Farmers are using less sexed semen this year (here’s why)

Sexed semen demand has been lower than expected in 2015. This is primarily due to the lower milk price farmers are receiving.

Larry Seeney, Progressive Genetics admitted that there are no plans in the near future to locate a sexed semen lab in Ireland.

“The volume of sexed semen currently being used does not justify establishing a sexed semen lab in Ireland. At the minute our bulls are sent to the UK to stand at stud for a few months to allow for sexed semen collection.

“This year’s milk price and fears over super levy have caused a reduction in the uptake of sexed semen as a product.”

“Currently sexed semen accounts for 6% of total semen usage. We (Progressive Genetics) have used in the region of 10,000 sexed semen straws this year and this accounts for 35% of market share.”

He also said sexed semen usage on beef farms is lagging considerable behind that of dairy farms.
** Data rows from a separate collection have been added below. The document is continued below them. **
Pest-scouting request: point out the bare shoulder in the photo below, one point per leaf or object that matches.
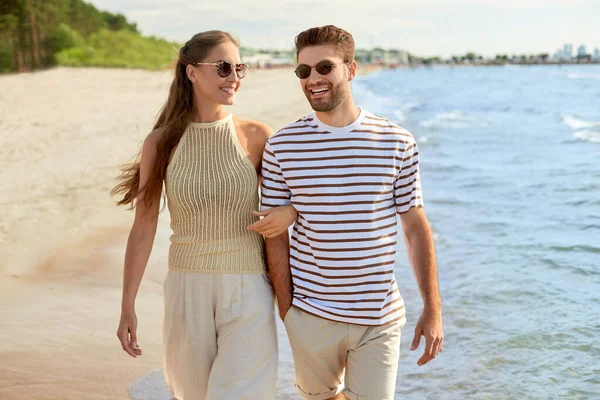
(256, 132)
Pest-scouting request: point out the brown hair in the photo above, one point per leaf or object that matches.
(174, 117)
(327, 35)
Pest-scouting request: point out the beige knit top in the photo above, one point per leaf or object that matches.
(212, 189)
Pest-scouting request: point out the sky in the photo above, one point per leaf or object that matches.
(423, 27)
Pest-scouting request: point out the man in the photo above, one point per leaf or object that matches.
(348, 173)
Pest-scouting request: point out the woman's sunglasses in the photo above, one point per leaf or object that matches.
(324, 67)
(225, 68)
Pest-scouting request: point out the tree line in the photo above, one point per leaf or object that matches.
(37, 34)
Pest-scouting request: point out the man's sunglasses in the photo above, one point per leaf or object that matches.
(324, 67)
(225, 68)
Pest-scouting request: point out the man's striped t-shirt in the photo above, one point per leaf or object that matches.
(347, 184)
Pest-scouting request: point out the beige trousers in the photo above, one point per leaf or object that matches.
(335, 357)
(220, 340)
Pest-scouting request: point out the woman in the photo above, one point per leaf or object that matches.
(219, 331)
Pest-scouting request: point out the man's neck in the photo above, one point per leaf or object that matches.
(343, 115)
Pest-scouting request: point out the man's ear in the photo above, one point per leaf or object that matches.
(352, 68)
(191, 72)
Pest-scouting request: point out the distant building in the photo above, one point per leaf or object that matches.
(568, 50)
(396, 57)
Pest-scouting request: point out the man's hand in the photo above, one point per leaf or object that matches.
(430, 326)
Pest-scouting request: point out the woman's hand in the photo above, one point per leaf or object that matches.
(275, 221)
(127, 333)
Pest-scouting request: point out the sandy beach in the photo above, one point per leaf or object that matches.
(63, 134)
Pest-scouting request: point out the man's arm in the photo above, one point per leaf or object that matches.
(275, 193)
(421, 253)
(278, 261)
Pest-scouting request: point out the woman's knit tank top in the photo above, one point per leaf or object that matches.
(212, 189)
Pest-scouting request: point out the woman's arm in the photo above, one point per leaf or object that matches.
(275, 221)
(137, 253)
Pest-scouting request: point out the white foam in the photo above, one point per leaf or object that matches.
(588, 136)
(573, 75)
(454, 119)
(576, 123)
(150, 387)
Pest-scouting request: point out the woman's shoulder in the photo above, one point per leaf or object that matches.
(256, 131)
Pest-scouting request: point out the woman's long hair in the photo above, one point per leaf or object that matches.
(174, 118)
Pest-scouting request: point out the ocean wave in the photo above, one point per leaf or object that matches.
(577, 123)
(427, 140)
(579, 248)
(588, 136)
(574, 75)
(453, 120)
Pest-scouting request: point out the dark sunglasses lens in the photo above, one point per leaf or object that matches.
(324, 67)
(241, 70)
(224, 69)
(303, 71)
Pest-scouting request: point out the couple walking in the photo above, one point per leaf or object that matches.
(339, 175)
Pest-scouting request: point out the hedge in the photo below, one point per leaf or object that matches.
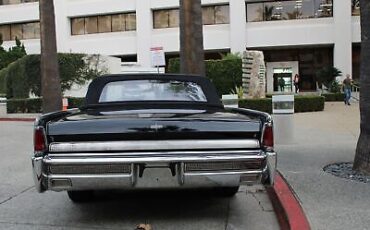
(34, 105)
(333, 96)
(23, 76)
(225, 74)
(263, 104)
(301, 104)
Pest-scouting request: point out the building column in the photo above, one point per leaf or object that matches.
(343, 37)
(144, 26)
(237, 26)
(62, 26)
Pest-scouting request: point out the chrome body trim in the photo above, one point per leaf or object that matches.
(152, 170)
(156, 145)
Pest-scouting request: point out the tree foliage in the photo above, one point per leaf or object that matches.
(12, 54)
(23, 76)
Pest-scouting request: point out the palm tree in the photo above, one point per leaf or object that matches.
(191, 38)
(362, 158)
(50, 80)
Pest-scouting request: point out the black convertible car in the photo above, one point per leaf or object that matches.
(152, 131)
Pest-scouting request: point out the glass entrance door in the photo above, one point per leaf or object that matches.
(282, 80)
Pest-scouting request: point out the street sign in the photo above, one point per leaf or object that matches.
(158, 57)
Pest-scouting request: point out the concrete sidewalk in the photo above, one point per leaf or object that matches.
(323, 138)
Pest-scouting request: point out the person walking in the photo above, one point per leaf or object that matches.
(347, 88)
(282, 84)
(296, 83)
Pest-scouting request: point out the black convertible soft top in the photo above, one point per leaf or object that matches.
(96, 87)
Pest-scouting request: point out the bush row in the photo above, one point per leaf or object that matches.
(301, 104)
(333, 96)
(34, 105)
(225, 74)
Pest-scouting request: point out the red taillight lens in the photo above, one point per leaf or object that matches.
(268, 137)
(39, 140)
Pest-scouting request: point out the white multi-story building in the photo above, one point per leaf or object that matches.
(299, 36)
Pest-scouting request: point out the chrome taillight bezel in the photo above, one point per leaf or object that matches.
(39, 130)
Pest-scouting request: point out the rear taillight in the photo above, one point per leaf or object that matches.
(268, 137)
(39, 140)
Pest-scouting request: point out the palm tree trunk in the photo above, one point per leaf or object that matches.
(50, 80)
(362, 158)
(191, 38)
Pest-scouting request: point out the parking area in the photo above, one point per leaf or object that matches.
(21, 207)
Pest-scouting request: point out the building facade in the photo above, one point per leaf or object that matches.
(297, 37)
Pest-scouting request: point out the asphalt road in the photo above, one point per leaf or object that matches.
(21, 207)
(323, 138)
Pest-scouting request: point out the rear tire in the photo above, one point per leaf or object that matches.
(80, 196)
(228, 191)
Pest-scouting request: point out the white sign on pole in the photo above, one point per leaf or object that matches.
(158, 57)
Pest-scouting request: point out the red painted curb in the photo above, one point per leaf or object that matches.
(287, 207)
(18, 119)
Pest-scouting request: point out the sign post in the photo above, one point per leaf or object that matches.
(158, 57)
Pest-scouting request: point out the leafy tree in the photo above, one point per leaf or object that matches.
(362, 158)
(12, 54)
(191, 38)
(50, 80)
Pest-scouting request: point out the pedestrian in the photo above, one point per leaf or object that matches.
(296, 83)
(282, 84)
(347, 88)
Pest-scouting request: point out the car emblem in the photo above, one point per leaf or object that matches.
(156, 127)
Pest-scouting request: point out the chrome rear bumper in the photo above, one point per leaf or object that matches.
(98, 171)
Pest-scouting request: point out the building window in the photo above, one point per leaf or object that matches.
(11, 2)
(169, 18)
(216, 15)
(29, 30)
(310, 60)
(166, 18)
(103, 24)
(355, 7)
(288, 10)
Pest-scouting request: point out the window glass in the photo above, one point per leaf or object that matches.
(255, 12)
(160, 19)
(78, 26)
(131, 21)
(5, 32)
(174, 18)
(16, 31)
(118, 22)
(208, 15)
(29, 31)
(222, 15)
(91, 25)
(288, 10)
(104, 24)
(152, 90)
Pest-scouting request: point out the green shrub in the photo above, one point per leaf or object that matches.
(262, 104)
(333, 96)
(301, 104)
(75, 102)
(225, 74)
(23, 76)
(34, 105)
(308, 104)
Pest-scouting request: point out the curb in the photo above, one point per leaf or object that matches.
(288, 210)
(18, 119)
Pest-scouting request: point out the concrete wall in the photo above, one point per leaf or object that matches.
(339, 31)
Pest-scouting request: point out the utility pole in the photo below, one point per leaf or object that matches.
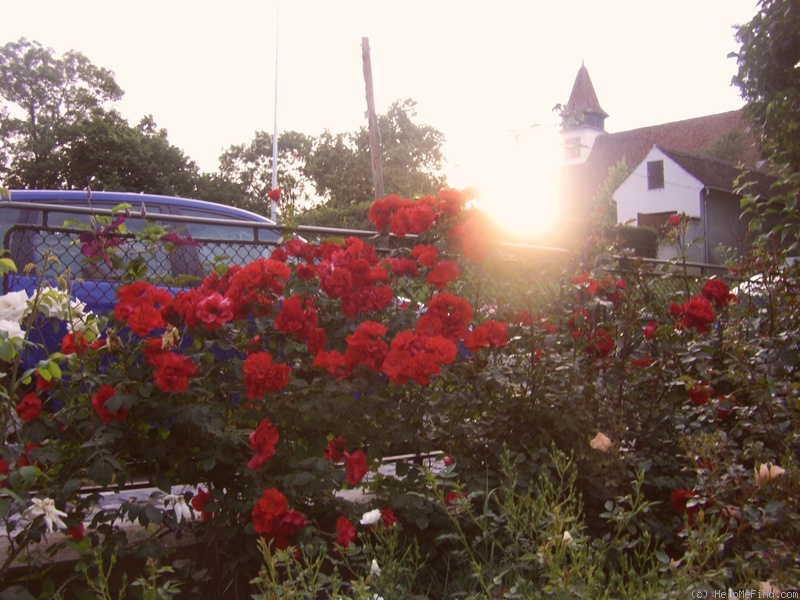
(274, 183)
(374, 134)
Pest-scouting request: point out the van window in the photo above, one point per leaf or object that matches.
(234, 244)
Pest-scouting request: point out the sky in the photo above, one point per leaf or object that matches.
(485, 74)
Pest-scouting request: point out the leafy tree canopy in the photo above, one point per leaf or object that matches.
(47, 100)
(769, 78)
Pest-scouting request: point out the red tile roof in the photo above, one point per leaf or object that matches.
(720, 174)
(582, 182)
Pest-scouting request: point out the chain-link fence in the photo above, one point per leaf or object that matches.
(96, 262)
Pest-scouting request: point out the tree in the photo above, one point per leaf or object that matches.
(341, 167)
(248, 167)
(769, 79)
(48, 101)
(107, 153)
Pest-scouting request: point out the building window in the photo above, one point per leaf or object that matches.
(655, 175)
(572, 148)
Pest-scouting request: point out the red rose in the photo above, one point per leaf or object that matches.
(99, 405)
(296, 318)
(365, 346)
(173, 372)
(356, 467)
(345, 532)
(332, 362)
(29, 407)
(261, 376)
(262, 442)
(268, 510)
(144, 318)
(700, 393)
(696, 313)
(214, 310)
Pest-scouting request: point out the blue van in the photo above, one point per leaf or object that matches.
(37, 226)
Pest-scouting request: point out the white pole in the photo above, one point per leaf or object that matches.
(273, 204)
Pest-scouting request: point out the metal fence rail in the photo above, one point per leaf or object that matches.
(54, 250)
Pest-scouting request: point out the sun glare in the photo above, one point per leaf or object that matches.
(519, 187)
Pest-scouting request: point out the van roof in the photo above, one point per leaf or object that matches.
(79, 196)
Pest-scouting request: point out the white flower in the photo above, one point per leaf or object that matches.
(768, 590)
(371, 517)
(12, 328)
(182, 510)
(13, 306)
(600, 443)
(767, 472)
(52, 516)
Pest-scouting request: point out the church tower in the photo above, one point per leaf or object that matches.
(582, 119)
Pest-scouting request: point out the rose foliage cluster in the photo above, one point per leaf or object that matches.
(253, 398)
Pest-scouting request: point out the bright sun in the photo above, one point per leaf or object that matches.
(519, 183)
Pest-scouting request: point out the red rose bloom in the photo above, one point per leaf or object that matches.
(29, 407)
(99, 405)
(261, 376)
(365, 346)
(214, 310)
(700, 393)
(356, 464)
(262, 442)
(697, 313)
(345, 532)
(173, 372)
(267, 511)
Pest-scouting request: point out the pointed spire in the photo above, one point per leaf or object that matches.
(583, 108)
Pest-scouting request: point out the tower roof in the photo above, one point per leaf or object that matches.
(583, 98)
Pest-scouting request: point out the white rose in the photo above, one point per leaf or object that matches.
(767, 472)
(600, 443)
(13, 306)
(371, 517)
(12, 328)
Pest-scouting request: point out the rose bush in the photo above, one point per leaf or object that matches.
(255, 396)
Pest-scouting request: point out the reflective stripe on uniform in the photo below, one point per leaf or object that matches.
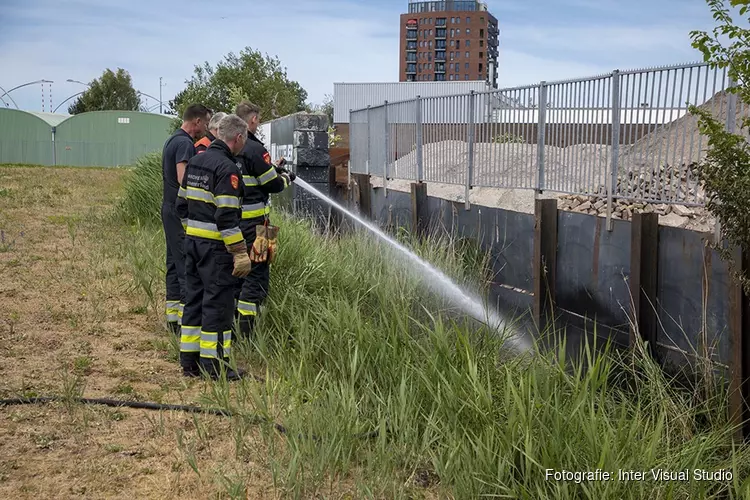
(255, 210)
(208, 344)
(203, 230)
(198, 194)
(190, 338)
(226, 201)
(247, 308)
(211, 232)
(268, 176)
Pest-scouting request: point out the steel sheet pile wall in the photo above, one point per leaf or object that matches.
(592, 293)
(98, 138)
(110, 138)
(624, 135)
(24, 138)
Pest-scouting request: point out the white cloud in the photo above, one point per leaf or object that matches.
(320, 42)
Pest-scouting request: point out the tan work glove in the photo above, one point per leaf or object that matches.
(259, 252)
(242, 264)
(272, 233)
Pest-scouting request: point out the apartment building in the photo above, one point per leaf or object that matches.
(448, 41)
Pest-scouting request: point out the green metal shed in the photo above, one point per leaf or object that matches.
(109, 138)
(27, 137)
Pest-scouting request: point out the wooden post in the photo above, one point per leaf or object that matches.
(739, 351)
(335, 215)
(365, 191)
(644, 257)
(545, 261)
(420, 216)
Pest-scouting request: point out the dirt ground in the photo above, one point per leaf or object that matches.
(70, 325)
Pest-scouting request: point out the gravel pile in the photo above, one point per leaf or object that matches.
(660, 166)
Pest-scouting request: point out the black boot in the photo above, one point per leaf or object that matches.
(213, 370)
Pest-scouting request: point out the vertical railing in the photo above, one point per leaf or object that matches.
(541, 135)
(387, 149)
(619, 136)
(615, 145)
(420, 165)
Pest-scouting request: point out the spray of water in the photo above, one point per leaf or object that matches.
(438, 281)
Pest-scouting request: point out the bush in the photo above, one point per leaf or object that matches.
(143, 192)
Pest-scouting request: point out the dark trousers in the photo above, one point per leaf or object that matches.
(209, 306)
(175, 278)
(252, 290)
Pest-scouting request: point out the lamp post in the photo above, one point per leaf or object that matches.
(6, 104)
(66, 100)
(7, 92)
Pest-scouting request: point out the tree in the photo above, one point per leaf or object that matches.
(327, 109)
(250, 75)
(111, 91)
(726, 169)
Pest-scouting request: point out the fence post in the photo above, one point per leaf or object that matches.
(615, 145)
(420, 165)
(470, 138)
(387, 149)
(545, 261)
(367, 162)
(541, 137)
(644, 251)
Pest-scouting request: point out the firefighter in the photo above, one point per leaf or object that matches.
(202, 144)
(209, 204)
(260, 178)
(177, 151)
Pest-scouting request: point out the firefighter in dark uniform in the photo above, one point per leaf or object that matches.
(216, 255)
(202, 144)
(261, 178)
(177, 151)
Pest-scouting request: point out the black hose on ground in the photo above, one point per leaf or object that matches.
(117, 403)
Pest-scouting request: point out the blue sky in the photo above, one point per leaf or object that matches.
(320, 41)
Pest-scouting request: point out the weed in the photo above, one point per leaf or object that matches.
(82, 365)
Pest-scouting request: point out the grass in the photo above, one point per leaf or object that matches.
(384, 390)
(352, 345)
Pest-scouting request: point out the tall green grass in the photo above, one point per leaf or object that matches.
(353, 344)
(141, 203)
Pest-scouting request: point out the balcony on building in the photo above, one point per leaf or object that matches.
(447, 6)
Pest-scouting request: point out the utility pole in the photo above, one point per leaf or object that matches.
(160, 106)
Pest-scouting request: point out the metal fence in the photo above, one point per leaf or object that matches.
(626, 134)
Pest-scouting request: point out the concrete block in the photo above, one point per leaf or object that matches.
(305, 157)
(310, 139)
(314, 122)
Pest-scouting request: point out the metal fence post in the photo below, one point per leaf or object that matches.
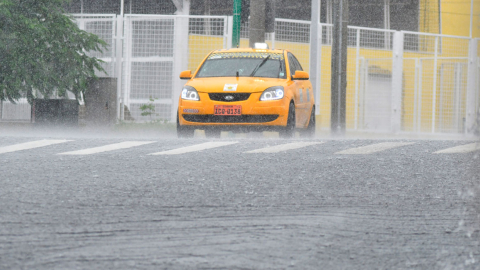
(230, 29)
(180, 61)
(357, 77)
(434, 90)
(118, 66)
(471, 86)
(397, 81)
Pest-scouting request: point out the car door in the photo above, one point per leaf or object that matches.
(302, 99)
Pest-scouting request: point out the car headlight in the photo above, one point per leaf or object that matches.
(272, 93)
(189, 93)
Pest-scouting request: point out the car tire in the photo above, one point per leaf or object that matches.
(309, 132)
(212, 133)
(184, 131)
(289, 129)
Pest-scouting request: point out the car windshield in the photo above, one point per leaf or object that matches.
(269, 65)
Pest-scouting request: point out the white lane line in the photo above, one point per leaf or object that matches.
(283, 147)
(373, 148)
(29, 145)
(106, 148)
(194, 148)
(466, 148)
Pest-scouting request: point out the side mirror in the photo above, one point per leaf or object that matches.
(300, 75)
(186, 75)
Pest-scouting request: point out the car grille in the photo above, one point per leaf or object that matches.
(235, 96)
(208, 118)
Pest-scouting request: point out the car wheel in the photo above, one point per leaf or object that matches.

“There has been precious little use of sexed semen on beef farms. However beef farmers have shown a greater interest in using this product. Any usage is generally farmers trying to breed replacement heifers. They are asking all the right questions but simply don’t have the funds to avail of this product”

Top Irish AI bulls jolly it up in the UK to produce sexed semen. AI companies cannot justify the expense of building a permanent sexed semen sorting lab.

This year we had four bulls standing in the UK. It is easier to bring the bull to the lab then bring the lab to the bull.”

The process of sorting is expensive. Semen must be sorted into both the male and female components.

“Sorting of the semen has a negative effect on the quantity of semen in each straw. A conventional straw has approximately 15m sperm in comparison to 5m in a sexed straw. However the fertility of sexed semen has improved since its introduction”.

Dr Stephen Butler, Teagasc speaking at Moorepark 2015 insisted that the fertility aspect is important and the majority of farmers will resist the urge to use sexed semen as a product until this has been resolved, he said.

“The fertility of sexed semen is approaching that of conventional semen. When the fertility of sexed semen is high enough farmers and AI companies will be in a position to pull that trigger.”

“It is up to the AI industry to decided whether or not to install a permanent sexed semen lab in Ireland.”